Regular guest hosts on the show include former Ireland football international and manager John Giles, swimmer Ellen Keane, former Ireland and Munster player Keith Wood and former middleweight World champion Andy Lee.

==History==
The first episode of the radio show aired in April 2002, featuring on Newstalk which had just commenced broadcasting as an independent local radio station with a franchise for Dublin.

Newstalk also offered weekend sports programming under various titles, including Sport Saturday and Sunday. These programs eventually changed their name to Off The Ball to reflect the connection with the weekday programming in 2013.

In 2004, Off The Ball became radio commentary rights holders for the Premier League in Ireland, and extended the deal in 2016 for a further three seasons.

In 2006, presenter Ger Gilroy moved to the morning breakfast show alongside Claire Byrne, with Eoin McDevitt joining Ken Early and Ciaran Murphy as the core weeknight presenting team.
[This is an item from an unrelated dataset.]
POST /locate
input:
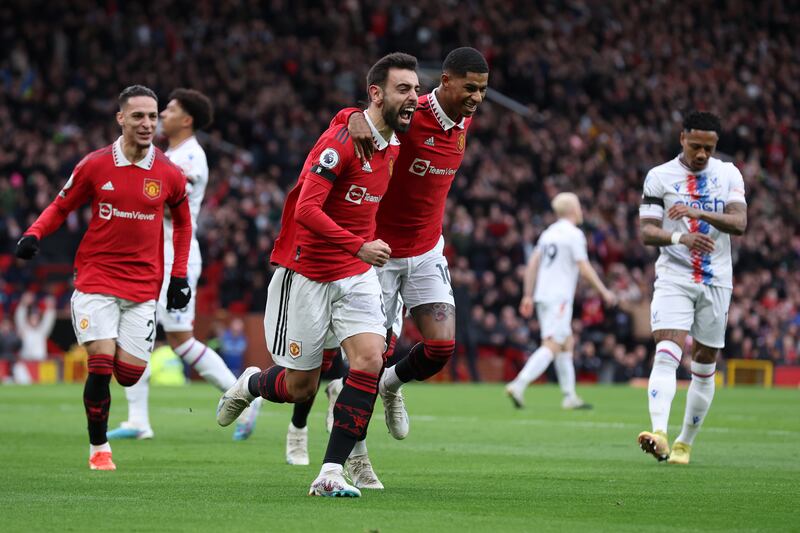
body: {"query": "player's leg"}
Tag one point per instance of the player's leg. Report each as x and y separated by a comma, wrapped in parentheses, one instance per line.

In March 2013, McDevitt, Early and Murphy resigned, along with producers Mark Horgan and Simon Hick, eventually joining The Irish Times under the name of Second Captains. Presenters Joe Molloy and Dave McIntyre increased their presence on weekday programming, while Adrian Barry and Colm Parkinson joined the team shortly afterwards.

The weeknight programme is the leading show on Irish radio in its time slot, with 53,000 listeners according to JNLR figures as of October 2017.

==Awards==
Irish Music Rights Organisation Radio Awards (formerly PPI Radio Awards)
- 2009: Eoin McDevitt, Sports Broadcaster (Gold)
- 2011: Off The Ball, Sports Programme (Gold)
- 2012: Eoin McDevitt, Sports Broadcaster (Gold)
- 2013: Ger Gilroy, Sports Broadcaster (Gold)
- 2014: Joe Molloy, Sports Broadcaster (Gold)
- 2015: Joe Molloy, Sports Broadcaster (Gold) and Off The Ball, Sports Programme (Gold)
- 2016: Joe Molloy, Sports Broadcaster (Gold) and Team 33, Sports Programme (Gold)
- 2017: Ger Gilroy, Sports Broadcaster (Gold) and Off The Ball Weekday, Sports Programme (Gold)

==Other media==
The first part of the on-air radio show, which consists of a look through the sporting stories of the day, was also available on terrestrial television until late 2017. The segment was originally broadcast on Setanta Sports, and continued after the station was rebranded as Eir Sport in 2016.